Cuando decimos “feliz casualidad” o “feliz idea”, la palabra “felicidad” designa aquí, no aquella otra euforia de sentimientos que hemos desechado, sino algo particularmente oportuno, acertado, logrado, propicio. Así entendida, uno sí puede imaginarse la vida humana como una secuencia de edades felices: feliz infancia, feliz juventud, feliz madurez, feliz ancianidad. No, claro, como una posesión segura, sino sólo como un ideal a veces realizable. Y entonces uno descubre —una revelación que le sobreviene peinando ya algunas canas— que esta segunda y más modesta definición de felicidad consiste en buena medida en ir personificando desenfadadamente, uno detrás de otro, los tópicos asociados a las edades de la vida: infancia ingenua, juventud apasionada, madurez satisfecha y ancianidad cansada.

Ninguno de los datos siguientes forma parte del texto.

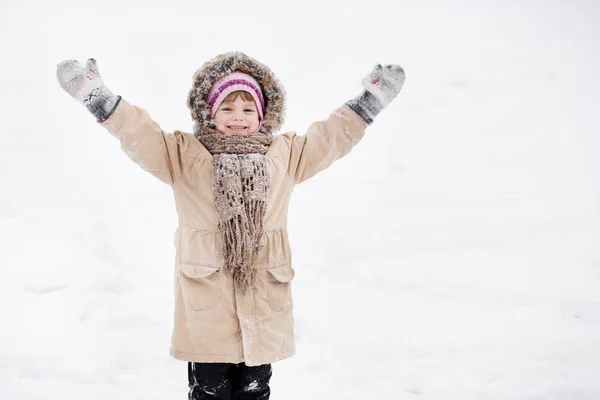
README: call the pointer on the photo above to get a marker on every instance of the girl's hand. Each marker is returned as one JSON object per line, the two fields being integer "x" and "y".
{"x": 86, "y": 86}
{"x": 381, "y": 86}
{"x": 385, "y": 82}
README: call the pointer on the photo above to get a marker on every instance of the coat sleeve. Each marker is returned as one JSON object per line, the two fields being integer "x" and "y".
{"x": 325, "y": 142}
{"x": 146, "y": 143}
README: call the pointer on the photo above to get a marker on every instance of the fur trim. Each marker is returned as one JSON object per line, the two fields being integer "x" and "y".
{"x": 225, "y": 64}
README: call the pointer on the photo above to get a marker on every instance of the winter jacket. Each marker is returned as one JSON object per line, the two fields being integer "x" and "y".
{"x": 212, "y": 321}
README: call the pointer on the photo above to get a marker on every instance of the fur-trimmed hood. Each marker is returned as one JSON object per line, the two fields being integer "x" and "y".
{"x": 224, "y": 64}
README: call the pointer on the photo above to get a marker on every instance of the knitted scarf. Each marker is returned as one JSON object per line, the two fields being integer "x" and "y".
{"x": 240, "y": 188}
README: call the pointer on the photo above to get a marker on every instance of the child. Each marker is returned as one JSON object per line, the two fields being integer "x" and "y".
{"x": 232, "y": 181}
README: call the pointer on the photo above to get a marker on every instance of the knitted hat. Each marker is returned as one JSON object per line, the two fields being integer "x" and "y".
{"x": 232, "y": 83}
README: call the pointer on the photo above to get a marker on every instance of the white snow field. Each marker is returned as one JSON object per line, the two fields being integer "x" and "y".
{"x": 453, "y": 254}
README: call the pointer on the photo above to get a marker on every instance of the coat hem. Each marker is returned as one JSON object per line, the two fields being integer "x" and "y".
{"x": 225, "y": 358}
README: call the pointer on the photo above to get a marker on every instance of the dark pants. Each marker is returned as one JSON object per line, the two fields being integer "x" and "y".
{"x": 218, "y": 381}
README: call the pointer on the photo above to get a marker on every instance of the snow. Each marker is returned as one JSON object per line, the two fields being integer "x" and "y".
{"x": 454, "y": 254}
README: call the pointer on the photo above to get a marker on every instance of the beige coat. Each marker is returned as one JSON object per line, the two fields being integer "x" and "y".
{"x": 213, "y": 322}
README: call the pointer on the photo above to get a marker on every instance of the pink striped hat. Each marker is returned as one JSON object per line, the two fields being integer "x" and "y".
{"x": 232, "y": 83}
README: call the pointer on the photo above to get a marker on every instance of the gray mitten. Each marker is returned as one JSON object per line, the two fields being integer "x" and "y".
{"x": 85, "y": 85}
{"x": 382, "y": 85}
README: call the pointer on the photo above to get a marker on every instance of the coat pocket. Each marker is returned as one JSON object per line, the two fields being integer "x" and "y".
{"x": 201, "y": 286}
{"x": 279, "y": 287}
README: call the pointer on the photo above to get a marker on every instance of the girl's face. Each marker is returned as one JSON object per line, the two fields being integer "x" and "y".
{"x": 238, "y": 117}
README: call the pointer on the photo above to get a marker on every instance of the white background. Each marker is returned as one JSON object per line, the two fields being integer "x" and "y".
{"x": 454, "y": 254}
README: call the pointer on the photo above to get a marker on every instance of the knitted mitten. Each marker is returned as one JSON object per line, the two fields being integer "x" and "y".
{"x": 382, "y": 85}
{"x": 85, "y": 85}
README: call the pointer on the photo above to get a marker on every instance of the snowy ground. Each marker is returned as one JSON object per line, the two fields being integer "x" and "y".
{"x": 454, "y": 254}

Desde fuera, los estereotipos inspiran una aversión instintiva. Pero desde dentro, ay, desde dentro uno entiende demasiado bien su significado profundo. Hablaré de esa tercera etapa que conozco sobradamente por experiencia. Uno se sorprende edificando a los hijos con las mismas monsergas que usaba su padre; repite tradiciones familiares que le hacían bostezar de niño; enseña las fotos de los “críos” a quien no ha mostrado ningún interés en verlas; echa esa fea barriga de hombre medio que tanto le repugnó cuando no la tenía; abusa del pijama de cintura elástica para evitar el cilicio de unos pantalones que persisten en su talla cuando su poseedor ha subido dos o tres. Y el remoquete final: en esta pandemia, ha habido incluso quien, tras aborrecerlo, ha acariciado ominosamente la posibilidad de enfundarse el chándal para estar por casa. ¡Parece tan cómodo!
En esto consiste la humilde felicidad que propongo: en sentirse bien confirmando en uno mismo, oportunamente, los tópicos de cada una de las etapas de la vida.
Dicho lo cual, pocos me negarán que me he ganado el derecho a desear a todos los lectores, con buena retórica y sin mala conciencia, un muy feliz año.